Deploying Embedding Models on watsonx.ai

Watsonx.ai provides various Large Language Models and Embedding Models out of the box. Models that are not supported by the watsonx.ai inference stack can be deployed via Python Functions.

Watsonx.ai supports different open-source Large Language Models, Embedding and ReRanker Models, Time Series Models and more.

vLLM is utilized as inference stack. Even if models are not officially supported, they might work on watsonx.ai if they work on vLLM.

Models that don’t run on vLLM can be deployed via Python Functions and AI Services which are like containers. Read my post Deploying Agentic Applications on watsonx.ai.

Embeddings

Embeddings are vector representations of words and are used for semantic searches in RAG and for other similarity searches. For example, ReRankers can help to rank search results in memory after RAG searches to improve the results.

The HuggingFace Leaderbord lists different embeddings models. For different use cases certain embedding models work better than other ones if they are specialized on a certain domain, for example languages.

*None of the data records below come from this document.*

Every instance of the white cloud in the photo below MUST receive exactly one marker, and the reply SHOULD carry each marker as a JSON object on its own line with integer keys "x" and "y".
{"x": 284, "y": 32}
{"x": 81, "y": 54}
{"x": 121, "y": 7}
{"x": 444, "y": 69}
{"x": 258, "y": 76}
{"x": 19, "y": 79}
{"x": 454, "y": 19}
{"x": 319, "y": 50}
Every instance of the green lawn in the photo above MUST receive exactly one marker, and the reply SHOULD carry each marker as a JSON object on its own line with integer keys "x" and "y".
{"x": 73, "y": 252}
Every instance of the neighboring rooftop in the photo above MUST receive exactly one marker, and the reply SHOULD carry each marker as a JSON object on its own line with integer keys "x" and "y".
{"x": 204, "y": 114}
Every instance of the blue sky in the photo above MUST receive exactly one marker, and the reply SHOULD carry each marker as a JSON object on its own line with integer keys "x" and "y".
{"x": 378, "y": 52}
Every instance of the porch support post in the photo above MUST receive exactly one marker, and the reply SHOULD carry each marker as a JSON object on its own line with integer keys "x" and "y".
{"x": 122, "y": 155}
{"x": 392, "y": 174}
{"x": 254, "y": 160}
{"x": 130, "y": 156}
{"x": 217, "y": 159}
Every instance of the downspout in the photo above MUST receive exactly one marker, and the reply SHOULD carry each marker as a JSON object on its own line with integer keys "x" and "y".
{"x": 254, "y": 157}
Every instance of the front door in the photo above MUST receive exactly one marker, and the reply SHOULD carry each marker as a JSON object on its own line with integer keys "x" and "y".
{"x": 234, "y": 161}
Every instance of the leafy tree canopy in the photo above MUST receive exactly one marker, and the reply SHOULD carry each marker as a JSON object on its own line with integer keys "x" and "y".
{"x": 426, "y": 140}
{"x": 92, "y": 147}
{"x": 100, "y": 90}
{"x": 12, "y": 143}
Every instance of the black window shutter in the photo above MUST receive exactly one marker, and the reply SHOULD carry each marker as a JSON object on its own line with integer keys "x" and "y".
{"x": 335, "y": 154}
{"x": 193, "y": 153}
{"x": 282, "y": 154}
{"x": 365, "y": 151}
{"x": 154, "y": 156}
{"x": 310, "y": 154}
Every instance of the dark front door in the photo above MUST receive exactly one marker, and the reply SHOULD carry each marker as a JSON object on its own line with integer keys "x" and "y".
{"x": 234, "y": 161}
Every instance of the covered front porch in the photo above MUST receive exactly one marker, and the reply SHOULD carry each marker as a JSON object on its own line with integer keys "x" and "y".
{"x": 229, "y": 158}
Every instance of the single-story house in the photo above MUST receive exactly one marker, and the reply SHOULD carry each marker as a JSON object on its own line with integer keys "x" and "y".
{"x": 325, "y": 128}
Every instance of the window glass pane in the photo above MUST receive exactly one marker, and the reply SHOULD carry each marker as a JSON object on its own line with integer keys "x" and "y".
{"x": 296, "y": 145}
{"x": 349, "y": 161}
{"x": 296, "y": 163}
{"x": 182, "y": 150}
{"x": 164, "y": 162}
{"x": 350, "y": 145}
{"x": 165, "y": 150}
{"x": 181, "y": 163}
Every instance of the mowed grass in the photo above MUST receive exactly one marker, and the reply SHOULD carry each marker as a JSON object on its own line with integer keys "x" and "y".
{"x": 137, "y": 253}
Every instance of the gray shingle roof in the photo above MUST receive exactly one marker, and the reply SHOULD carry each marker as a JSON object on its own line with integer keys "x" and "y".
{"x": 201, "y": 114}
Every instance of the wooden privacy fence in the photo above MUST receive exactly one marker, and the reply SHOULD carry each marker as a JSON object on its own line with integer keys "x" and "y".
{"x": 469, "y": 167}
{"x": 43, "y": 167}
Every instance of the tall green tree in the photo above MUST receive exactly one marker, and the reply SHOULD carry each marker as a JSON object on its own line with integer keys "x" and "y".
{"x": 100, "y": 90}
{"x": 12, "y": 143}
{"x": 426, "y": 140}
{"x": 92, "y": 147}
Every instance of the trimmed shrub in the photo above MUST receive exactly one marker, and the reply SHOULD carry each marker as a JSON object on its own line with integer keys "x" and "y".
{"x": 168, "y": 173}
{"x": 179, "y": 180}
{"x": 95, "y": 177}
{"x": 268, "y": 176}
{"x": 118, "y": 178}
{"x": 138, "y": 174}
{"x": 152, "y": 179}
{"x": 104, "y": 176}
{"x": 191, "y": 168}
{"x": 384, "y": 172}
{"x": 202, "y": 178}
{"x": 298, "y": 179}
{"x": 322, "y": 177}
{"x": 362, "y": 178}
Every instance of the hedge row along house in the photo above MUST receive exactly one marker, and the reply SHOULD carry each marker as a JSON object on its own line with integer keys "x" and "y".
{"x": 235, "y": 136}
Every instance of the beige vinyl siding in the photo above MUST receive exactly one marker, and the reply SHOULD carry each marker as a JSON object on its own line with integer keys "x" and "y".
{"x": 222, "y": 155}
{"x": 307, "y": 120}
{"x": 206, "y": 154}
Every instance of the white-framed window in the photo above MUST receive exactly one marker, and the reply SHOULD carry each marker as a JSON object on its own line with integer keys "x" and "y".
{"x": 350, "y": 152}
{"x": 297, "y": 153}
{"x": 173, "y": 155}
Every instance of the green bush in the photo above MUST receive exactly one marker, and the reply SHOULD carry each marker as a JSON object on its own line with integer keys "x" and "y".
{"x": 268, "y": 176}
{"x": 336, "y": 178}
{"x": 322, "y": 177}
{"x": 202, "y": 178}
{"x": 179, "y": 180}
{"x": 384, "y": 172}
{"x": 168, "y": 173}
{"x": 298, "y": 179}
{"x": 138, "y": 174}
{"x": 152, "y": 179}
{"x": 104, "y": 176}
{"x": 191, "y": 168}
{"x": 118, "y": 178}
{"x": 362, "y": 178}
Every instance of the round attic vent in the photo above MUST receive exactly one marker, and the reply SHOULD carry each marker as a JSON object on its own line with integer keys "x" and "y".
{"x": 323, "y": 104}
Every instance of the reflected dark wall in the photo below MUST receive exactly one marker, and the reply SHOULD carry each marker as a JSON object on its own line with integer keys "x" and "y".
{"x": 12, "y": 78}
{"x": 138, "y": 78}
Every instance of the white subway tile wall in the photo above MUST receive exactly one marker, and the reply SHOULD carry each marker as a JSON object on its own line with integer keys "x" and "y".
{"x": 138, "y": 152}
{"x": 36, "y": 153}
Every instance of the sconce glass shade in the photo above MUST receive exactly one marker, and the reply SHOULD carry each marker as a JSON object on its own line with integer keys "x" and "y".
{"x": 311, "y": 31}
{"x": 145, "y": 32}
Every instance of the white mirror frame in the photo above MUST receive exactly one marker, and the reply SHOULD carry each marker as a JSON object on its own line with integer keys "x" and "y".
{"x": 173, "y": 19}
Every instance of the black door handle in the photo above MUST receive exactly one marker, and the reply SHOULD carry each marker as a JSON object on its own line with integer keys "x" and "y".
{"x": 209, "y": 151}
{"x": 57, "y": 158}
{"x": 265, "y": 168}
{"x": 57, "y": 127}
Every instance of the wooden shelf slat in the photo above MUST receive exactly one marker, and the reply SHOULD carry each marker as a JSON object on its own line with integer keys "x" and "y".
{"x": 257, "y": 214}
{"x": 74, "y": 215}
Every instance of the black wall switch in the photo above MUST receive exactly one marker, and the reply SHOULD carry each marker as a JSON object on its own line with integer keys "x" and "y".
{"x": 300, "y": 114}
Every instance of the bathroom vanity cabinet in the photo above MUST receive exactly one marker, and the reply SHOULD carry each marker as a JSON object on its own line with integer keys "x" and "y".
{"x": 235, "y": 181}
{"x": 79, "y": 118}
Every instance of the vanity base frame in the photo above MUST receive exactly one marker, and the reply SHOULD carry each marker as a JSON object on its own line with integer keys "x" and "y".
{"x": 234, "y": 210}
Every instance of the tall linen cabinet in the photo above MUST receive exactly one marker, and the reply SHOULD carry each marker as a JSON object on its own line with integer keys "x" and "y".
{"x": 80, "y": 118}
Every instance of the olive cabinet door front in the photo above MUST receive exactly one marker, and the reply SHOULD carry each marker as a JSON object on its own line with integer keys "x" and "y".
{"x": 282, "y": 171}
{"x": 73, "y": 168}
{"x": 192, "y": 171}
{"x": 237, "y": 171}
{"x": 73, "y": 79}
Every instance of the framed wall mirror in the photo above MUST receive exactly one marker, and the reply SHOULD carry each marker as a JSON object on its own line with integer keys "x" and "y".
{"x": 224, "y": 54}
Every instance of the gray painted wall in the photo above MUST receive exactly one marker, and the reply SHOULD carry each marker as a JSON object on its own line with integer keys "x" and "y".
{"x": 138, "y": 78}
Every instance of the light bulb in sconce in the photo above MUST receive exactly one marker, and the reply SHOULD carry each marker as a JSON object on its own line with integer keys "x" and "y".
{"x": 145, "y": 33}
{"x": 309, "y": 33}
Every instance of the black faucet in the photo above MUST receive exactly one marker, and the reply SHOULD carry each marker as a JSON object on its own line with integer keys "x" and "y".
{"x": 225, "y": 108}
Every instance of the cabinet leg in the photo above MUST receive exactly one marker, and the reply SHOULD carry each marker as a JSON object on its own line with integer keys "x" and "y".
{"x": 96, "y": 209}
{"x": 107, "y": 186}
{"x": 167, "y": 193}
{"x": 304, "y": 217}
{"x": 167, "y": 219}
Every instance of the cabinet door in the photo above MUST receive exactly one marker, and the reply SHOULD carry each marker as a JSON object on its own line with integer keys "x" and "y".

It can also make sense to fine-tune your own embedding models to optimize the retrieval performance of your RAG application, see Fine-tune Embedding models for Retrieval Augmented Generation.

Let’s look at an example which uses bilingual-embedding-large, a bilingual language embedding model for French and English.

The model is based on an architecture that vLLM does not support.

  
{
  "_name_or_path": "dangvantuan/bilingual_impl",
  "architectures": [
    "BilingualModel"
  ],
  ...
}

The code leverages the standard library sentence-transformers.

  
python3.11 -m venv venv
source venv/bin/activate
!pip install sentence-transformers==3.4.1

  
from sentence_transformers import SentenceTransformer

model = SentenceTransformer("Lajavaness/bilingual-embedding-large", trust_remote_code=True)
sentences = [
    "Paris est une capitale de la France",
    "Paris is a capital of France",
    "Niklas Heidloff works for IBM et il aime le développement de logiciels"
]
embeddings = model.encode(sentences)

similarities = model.similarity(embeddings, embeddings)
print(similarities)
#tensor([[1.0000, 0.8833, 0.0802],
#        [0.8833, 1.0000, 0.0306],
#        [0.0802, 0.0306, 1.0000]])

The result shows that the first two sentences about Paris are more similar than the last sentence.

Deployable Function

This post demonstrates Python Functions . AI Services are more flexible but not supported yet in the software version of watsonx.ai.

  
def deployable_function():
    """
    Deployable Python Function
    """
    def score(payload):
        from sentence_transformers import SentenceTransformer
        try:
            model = SentenceTransformer("Lajavaness/bilingual-embedding-large", trust_remote_code=True)
            sentences = payload['input_data'][0]['values']
            embeddings = model.encode(sentences)
            result = []
            index = 0
            for row in embeddings:
                result.append({sentences[index]: str(row)})
                index = index + 1
            output = {
                'predictions': [
                    {'values': str(result)}
                ]
            }          
            return(output)
        except Exception as e:
            return {'predictions': [{'values': [repr(e)]}]}    
    return score

Notebook

The function can be deployed via REST APIs or Python. Below a notebook is run in a Python environment with CPUs. Note that this environment is different from the one the deployed function will use!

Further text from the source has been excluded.